Athletics: Lord Coe sympathises with Don Valley Stadium closure decision
Last Updated: 10/03/13 11:52pm
Don Valley Stadium: Jessica Ennis's training hub
British Olympic Association chairman Lord Coe says he understands the decision to shut down Don Valley Stadium - but insists the move does not undermine the legacy of London 2012.
It was confirmed earlier this month that councillors had decided the 25,000-capacity athletics venue in Sheffield, where Olympic heptathlon champion Jessica Ennis trains, would be closed as a cost-cutting measure.
The 27-year-old has expressed her disappointment at the news, while her coach Toni Minichiello has been left "gutted and pretty angry" by a development he believes will prove a major setback for Ennis and for athletics in the region.
But Coe, speaking in Rio de Janeiro ahead of the Laureus World Sports Awards, attempted to allay concerns and revealed a proposal he had seen for redevelopment work at the smaller Woodbourn Road Stadium nearby was a "thoughtful" one.

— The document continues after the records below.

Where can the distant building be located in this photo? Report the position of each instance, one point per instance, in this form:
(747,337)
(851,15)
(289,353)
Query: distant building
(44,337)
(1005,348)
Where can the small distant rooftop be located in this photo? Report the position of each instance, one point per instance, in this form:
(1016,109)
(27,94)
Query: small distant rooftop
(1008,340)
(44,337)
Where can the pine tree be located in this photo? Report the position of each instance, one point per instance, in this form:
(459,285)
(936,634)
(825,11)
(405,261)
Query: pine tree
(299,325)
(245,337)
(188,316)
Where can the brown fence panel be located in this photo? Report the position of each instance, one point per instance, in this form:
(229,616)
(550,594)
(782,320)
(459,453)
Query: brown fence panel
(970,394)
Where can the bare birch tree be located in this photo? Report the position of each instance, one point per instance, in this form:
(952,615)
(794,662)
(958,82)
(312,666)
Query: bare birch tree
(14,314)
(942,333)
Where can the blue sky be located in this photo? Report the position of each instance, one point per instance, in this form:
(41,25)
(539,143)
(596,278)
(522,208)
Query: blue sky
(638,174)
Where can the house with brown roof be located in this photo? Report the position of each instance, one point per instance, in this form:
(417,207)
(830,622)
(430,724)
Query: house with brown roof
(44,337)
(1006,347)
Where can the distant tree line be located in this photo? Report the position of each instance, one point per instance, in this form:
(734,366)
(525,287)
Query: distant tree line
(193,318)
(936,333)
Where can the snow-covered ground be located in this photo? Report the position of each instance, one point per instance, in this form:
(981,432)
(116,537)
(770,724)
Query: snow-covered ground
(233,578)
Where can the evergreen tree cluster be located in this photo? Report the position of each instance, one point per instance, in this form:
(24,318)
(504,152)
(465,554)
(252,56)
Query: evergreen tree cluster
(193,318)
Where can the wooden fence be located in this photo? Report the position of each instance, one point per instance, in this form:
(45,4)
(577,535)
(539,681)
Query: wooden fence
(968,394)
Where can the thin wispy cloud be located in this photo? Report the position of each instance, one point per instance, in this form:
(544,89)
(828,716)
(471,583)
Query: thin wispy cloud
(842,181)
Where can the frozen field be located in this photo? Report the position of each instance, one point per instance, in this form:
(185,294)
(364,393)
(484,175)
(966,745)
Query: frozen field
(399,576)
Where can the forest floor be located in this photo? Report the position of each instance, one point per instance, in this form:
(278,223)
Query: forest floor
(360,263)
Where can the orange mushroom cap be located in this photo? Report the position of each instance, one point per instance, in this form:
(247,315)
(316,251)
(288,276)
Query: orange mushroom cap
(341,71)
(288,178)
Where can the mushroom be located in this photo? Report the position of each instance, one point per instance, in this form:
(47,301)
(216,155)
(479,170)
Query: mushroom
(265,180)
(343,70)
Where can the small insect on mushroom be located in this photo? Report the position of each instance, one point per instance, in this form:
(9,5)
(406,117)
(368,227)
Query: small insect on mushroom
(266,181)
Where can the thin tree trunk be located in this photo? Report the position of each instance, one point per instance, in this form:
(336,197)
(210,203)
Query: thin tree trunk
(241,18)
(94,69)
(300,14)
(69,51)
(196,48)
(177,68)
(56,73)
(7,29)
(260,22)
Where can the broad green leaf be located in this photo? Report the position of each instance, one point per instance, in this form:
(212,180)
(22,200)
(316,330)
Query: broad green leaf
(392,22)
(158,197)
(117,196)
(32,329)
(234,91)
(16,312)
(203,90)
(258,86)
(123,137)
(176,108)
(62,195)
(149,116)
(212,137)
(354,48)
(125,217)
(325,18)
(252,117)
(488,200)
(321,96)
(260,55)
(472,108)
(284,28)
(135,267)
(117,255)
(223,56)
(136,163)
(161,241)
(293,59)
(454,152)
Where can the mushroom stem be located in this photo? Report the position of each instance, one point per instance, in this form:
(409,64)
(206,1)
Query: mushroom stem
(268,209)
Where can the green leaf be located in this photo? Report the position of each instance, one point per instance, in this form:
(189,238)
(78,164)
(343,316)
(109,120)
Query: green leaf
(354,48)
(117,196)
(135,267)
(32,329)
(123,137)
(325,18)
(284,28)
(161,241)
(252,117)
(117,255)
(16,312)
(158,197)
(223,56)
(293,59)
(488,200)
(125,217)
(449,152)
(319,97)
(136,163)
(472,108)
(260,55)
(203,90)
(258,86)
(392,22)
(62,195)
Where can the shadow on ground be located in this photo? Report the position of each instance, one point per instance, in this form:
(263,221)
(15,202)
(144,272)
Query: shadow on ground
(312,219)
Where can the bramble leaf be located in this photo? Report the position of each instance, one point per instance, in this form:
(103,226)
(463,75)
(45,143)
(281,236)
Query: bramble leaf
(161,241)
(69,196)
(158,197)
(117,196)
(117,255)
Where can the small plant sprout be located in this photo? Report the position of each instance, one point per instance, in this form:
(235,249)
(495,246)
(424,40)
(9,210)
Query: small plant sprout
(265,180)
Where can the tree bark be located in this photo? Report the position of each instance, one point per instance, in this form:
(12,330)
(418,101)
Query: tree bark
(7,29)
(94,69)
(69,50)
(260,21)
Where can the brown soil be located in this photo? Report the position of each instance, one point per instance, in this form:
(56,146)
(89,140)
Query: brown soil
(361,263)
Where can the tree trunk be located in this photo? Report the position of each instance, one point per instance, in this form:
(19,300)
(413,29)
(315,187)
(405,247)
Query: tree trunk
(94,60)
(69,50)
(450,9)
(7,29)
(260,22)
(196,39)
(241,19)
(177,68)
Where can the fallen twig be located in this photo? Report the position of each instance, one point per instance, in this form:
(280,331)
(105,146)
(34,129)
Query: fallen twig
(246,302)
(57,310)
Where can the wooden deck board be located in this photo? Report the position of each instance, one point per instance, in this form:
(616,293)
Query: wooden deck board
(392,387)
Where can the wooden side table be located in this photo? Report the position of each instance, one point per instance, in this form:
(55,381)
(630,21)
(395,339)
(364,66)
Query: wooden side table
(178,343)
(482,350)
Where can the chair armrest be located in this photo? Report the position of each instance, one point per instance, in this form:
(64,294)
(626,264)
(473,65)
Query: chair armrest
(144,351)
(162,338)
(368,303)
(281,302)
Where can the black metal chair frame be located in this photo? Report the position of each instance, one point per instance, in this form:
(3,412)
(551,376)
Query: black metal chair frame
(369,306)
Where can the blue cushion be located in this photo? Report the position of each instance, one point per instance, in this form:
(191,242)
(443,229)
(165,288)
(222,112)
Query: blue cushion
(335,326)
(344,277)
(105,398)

"If you have a stadium in Sheffield, where there is clearly not a commitment locally to be a home for international track and field, and it is a 25,000-seater facility, I can understand why a local authority has to look at that and make some decisions," Coe said.
"If the refurbishment of Woodbourn Road, which I'm told is an integral part of the development, takes place, then that is a purpose-built track and field facility - and you have to assume that is going to be the proposal. But I'm not sitting there making those judgements.
"There is a legacy there, and it is actually quite a strong one, but this is for a local authority to decide.
"You can't always look at decisions that are made at a local level and suddenly say this is a sign that legacy isn't working. That is a very simplistic way of looking at it.
"Sheffield needs a track and field facility - I don't think anyone is seriously questioning that.
"I understand the clubs are being involved and consulted, and that the universities are looking at it (Woodbourn Road) also as a track and field facility.
"People will make all sorts of judgements - I have seen the proposal and it is actually quite a thoughtful one, and it is not quite the way it is being portrayed, as the loss of a track and field facility."
"If Sheffield clearly is not committing to international track and field, then I can understand why a 25,000-seater arena, which cost £700,000 a year to maintain, is a drain on local resources.
"As long as there is a proper, world-class track and field training facility available to the athletes in Sheffield, and that acts as a regional hub in South Yorkshire... That is what is needed."